Prep Time 10 mins Cook
Time 50 mins Total
Time 1 hr 40 mins
Servings: 12 servings
Ham and bean soup—a favorite, traditional recipe, now with pressure cooker directions! This Instant Pot soup tastes like it cooked all day, but it’s ready in less than two hours! Tastes sooo good—perfect for cold, winter weather.
Ingredients
1 Tbsp olive oil
2 large carrots peeled and diced
2 stalks celery, diced
1 yellow onion, diced
1 16-oz can diced tomatoes
1 ½ tsp minced garlic
2 cups dry, cleaned & rinsed pinto beans
6 cups chicken stock
2 cups cooked diced ham
1 teaspoon black pepper
Optional add-ins/toppings:
- 1 tsp red pepper flakes
- Salt, to taste (consider the sodium in the broth & ham)
- ½-1 tsp Herbs de Provence
- Fresh-grated parmesan cheese
Instructions
1. Turn pressure cooker to "sauté" and add the oil to the pot. Once hot, add the carrots, celery, and onion and cook, stirring often, for 5 minutes.

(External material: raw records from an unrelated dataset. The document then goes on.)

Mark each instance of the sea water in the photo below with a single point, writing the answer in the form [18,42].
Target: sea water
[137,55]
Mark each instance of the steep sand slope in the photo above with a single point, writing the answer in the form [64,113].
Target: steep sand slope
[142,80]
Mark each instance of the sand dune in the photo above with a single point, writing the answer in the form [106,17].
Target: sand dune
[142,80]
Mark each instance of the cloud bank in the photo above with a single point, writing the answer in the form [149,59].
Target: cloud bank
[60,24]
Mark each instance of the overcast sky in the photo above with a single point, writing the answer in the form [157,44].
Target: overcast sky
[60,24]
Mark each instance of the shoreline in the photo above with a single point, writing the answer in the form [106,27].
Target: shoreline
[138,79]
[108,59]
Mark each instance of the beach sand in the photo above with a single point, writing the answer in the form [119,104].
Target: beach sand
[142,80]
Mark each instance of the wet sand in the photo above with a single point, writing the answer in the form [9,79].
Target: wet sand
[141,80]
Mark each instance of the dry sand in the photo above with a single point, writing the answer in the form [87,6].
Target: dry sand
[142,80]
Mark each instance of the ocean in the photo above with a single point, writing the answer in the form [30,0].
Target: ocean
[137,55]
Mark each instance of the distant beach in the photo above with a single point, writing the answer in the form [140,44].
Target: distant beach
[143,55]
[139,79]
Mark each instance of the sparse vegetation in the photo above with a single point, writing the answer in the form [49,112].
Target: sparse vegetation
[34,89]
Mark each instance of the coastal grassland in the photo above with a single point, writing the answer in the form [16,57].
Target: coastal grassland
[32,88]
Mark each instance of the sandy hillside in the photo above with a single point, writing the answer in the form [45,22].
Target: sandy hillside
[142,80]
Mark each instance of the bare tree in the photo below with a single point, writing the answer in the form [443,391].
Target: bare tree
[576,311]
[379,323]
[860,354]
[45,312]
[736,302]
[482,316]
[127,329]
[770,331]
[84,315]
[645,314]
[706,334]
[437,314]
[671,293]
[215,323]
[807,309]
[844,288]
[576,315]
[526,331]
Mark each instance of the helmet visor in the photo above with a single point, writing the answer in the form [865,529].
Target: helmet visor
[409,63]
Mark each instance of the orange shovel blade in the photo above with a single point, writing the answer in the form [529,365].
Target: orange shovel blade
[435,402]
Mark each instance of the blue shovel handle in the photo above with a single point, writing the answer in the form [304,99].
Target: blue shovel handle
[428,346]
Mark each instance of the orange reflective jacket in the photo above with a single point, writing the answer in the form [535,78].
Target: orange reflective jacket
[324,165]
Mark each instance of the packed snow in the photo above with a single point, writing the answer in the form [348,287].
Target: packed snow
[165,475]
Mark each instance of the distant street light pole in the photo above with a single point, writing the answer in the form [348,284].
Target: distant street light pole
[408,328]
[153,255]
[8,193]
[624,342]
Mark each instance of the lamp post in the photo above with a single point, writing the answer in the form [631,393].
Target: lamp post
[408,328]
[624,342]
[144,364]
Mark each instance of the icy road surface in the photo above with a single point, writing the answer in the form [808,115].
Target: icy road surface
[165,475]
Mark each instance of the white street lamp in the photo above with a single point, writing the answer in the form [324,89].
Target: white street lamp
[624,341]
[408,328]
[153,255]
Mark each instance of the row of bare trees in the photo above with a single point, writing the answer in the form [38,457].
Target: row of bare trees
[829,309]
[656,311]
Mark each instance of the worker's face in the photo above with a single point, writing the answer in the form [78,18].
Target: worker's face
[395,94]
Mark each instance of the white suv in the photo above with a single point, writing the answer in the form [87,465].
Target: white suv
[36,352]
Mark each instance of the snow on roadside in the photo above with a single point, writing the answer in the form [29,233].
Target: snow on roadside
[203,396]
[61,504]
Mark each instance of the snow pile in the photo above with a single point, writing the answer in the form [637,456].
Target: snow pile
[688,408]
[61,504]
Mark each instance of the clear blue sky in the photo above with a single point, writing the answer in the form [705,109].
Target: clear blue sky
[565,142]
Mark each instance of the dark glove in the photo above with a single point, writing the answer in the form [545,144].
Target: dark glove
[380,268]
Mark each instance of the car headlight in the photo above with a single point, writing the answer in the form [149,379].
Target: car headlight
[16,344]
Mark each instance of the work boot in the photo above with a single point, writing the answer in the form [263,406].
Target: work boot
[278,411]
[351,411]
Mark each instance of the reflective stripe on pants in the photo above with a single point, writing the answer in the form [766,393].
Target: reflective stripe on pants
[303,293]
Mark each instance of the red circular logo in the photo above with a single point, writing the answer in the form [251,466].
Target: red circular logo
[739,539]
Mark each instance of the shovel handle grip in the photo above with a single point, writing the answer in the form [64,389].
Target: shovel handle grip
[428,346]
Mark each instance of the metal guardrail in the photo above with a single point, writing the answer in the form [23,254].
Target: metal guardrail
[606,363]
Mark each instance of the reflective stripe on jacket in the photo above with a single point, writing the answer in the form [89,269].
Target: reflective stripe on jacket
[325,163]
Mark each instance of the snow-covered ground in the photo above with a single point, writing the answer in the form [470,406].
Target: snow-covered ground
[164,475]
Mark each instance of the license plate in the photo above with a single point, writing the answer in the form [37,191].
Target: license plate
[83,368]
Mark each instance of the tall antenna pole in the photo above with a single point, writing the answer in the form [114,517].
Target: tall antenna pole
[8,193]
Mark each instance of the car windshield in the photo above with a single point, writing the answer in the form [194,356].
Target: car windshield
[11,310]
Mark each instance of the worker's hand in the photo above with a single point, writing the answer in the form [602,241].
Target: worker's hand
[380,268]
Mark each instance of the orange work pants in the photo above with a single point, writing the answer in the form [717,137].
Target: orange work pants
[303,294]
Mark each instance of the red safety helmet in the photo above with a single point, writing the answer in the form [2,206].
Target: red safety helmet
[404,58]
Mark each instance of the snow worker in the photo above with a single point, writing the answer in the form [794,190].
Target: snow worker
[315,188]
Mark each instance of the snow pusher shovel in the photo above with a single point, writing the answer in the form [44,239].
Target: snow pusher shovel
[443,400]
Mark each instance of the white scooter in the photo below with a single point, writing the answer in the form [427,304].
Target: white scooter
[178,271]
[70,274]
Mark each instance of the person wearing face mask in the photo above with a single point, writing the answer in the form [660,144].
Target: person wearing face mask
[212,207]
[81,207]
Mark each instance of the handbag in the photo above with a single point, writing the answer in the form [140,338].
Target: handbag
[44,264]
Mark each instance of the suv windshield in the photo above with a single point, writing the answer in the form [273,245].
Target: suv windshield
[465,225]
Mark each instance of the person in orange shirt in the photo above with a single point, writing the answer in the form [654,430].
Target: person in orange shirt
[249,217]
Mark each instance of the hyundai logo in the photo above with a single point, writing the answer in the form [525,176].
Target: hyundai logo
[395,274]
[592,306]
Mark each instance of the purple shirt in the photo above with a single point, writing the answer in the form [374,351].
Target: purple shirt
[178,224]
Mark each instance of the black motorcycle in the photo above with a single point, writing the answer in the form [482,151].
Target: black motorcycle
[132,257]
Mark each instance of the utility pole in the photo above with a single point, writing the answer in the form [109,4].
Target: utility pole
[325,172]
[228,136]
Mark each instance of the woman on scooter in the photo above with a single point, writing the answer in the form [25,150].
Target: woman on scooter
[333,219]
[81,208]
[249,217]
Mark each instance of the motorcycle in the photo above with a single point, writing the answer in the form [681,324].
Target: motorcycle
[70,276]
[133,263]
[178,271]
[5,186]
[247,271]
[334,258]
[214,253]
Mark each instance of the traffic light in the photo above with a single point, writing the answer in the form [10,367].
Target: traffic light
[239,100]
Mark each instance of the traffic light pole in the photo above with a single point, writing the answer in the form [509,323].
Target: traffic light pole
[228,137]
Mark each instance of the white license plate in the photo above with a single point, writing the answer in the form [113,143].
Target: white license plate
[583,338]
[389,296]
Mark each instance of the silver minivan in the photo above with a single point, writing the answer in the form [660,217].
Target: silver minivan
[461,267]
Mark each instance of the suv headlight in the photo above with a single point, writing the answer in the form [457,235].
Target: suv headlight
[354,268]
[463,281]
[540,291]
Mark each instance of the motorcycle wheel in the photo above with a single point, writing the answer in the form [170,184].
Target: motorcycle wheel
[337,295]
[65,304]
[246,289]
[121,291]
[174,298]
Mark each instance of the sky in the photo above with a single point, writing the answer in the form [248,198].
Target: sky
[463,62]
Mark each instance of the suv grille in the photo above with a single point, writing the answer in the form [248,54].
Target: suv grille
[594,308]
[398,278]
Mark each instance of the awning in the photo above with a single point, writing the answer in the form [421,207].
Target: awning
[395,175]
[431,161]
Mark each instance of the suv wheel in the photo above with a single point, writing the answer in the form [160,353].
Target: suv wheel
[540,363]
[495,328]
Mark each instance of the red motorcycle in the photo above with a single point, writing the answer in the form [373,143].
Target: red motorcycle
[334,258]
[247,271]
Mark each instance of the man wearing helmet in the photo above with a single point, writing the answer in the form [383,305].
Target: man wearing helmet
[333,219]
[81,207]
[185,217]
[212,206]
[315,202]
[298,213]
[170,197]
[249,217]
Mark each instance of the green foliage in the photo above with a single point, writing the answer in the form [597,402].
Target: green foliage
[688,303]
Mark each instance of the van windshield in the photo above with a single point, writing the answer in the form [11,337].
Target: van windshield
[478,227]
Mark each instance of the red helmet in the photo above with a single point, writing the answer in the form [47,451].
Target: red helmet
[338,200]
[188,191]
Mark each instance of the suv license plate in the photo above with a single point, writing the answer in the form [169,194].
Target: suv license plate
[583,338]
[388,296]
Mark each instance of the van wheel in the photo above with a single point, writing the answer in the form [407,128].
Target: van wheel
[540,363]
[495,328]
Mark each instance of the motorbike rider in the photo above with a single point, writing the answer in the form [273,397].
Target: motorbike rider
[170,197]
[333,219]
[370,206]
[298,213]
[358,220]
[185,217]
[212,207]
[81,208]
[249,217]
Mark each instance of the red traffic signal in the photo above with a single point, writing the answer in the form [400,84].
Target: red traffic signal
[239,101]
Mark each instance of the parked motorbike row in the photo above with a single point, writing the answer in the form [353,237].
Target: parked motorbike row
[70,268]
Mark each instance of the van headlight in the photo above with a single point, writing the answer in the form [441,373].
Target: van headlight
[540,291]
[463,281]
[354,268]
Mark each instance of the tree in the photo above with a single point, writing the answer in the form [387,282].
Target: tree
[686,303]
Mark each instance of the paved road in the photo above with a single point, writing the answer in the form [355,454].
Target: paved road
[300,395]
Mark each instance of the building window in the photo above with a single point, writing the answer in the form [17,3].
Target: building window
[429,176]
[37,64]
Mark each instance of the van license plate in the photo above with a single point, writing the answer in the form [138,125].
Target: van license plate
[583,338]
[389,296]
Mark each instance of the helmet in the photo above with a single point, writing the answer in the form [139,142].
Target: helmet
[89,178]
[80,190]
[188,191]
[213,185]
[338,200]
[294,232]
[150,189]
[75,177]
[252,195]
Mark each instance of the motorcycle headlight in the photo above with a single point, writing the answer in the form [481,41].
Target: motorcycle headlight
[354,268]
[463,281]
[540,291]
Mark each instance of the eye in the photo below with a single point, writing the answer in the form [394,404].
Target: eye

2. Rinse and sort through the beans. Add to the pressure cooker along with the chicken stock and tomatoes.
3. Turn the pressure cooker off. Put on the lid and set the vent to "sealing." Set the pressure cooker to high pressure for 40 minutes.
4. Once the soup has reached pressure and cooked for 40 minutes, allow the pressure to release naturally - about 20 minutes.
5. Remove the lid carefully add ham, & black pepper. Taste and add salt if desired.
6. Stir well and let set for 5 minutes to allow the ham to heat through.
7. Serve hot.
Recipe Notes
To make this in a slow cooker, add the vegetables, beans, stock, and ham to a slow cooker on high. Cook, covered, for 5 hours. Stir in pepper and any other desired seasonings and continue cooking for 1 hour.